Parecía más bien el final de un otoño que el principio de una primavera.

Caía una lluvia muy fina que no mojaba, al contrario, parecía acompañarnos con su calidez de agua tibia, mientras empezamos a subir por lo que podría llamarse una pista, de una arena anaranjada por la lluvia. A los lados, los hermosos cierros ganaderos que hacían de marco para el bosque y, a sus pies, mojadas como cartones, se amontonaban las hojas lobuladas de los robles.

“A hueso”, nos dijo Esther, una arqueóloga (que aquí todos sabían de algo, y sabían mucho) que estaban hechos estos muros de piedra seca.
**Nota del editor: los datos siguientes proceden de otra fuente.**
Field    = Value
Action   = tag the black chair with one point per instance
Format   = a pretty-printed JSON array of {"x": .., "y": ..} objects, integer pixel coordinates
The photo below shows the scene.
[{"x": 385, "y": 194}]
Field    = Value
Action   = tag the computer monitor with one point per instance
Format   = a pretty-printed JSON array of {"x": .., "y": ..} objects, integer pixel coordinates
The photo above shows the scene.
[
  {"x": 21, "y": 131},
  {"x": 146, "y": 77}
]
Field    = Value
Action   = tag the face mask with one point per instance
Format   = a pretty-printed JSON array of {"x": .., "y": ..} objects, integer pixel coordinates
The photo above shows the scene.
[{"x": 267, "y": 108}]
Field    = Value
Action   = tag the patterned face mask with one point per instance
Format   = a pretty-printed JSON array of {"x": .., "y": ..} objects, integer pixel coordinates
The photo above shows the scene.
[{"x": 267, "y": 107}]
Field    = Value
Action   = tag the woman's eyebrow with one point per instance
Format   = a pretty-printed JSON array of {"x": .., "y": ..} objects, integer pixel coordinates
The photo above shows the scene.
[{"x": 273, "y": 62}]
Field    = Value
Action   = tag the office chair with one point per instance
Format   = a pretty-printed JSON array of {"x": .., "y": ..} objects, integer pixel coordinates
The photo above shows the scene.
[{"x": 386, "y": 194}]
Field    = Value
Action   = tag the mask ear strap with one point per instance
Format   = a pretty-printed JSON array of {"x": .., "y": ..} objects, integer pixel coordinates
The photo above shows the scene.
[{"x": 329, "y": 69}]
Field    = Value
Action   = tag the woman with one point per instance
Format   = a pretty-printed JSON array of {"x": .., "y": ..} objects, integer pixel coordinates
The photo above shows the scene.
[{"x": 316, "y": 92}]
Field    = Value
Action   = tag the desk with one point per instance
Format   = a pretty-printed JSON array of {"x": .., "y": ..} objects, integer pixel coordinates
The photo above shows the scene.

No había dos iguales. Y esa era la gracia, que se notaba, sin la firma, que cada uno de estos cierros, que también dan nombre a los prados que delimitan, estaba hecho por una persona que había dejado en ellos su alma; y como hay muy pocas cosas donde se produzca esta intersección espontánea entre el alma humana y el alma de la Naturaleza, parecían tener vida propia, y espíritu, estos cierros, muros de piedra, empapados de líquenes y de musgos donde se refugia tal cantidad de especies que, si desaparecieran, una buena parte de la biodiversidad de esta sierra, se perdería.

¡Qué cerca suele estar la riqueza natural de la belleza!

En esta sierra de Guadarrama, está por todas partes, que hasta en el pinar plantado a peón, ahondando la tierra, con pino de Valsaín, pino silvestre, envuelto entre la niebla que era a la vez lluvia y respirar fresco de la sierra, tenía el bosque plantado la magia de un cuento, donde entre la verticalidad de estos pinos, y el espesor de la bruma, no se veía el final del camino por el que avanzábamos.

Luego, aparecieron las piedras y una vegetación más rala, dejando atrás las violetas al pie de los arroyos, para surgir una suerte de enebros que se retorcían con sus raíces por las trochas, muy pegados a la tierra, como si aquí el viento soplara ya tan fuerte que segara con el aire a los árboles que asomaran la cabeza.

Las rocas, estaban algunas llenas de aristas, recién caídas de la montaña; y al final, el ruido que era más bien rugido, de un gran chorro de agua, puliendo la piedra por entre la que discurría como por un caño, saltando la cascada igual que la cola de un caballo bayo al galope, dando aún más bruma y más magia y más ruido a un paisaje del que, lo que más me llamó la atención, fue el silencio.

No se oía un pájaro, y sólo en un momento, por el pinar, a un carbonero, pero había un silencio que era el de los lugares sagrados y en un momento, cuando bajábamos, y esperaba al pie de un arroyo para seguir el camino, miré hacia arriba, y brillaban las gotas de agua en los brotes de los pinos, con esa penumbra de cielo estrellado que tienen en pleno día algunos bosques cuando son verdaderos.

También los espinos, rojas sus ramas por el frío, estaban dulcificados por esta lluvia que era un llorar de alegría.

Un menos mal, porque un lugar como este, aún exista.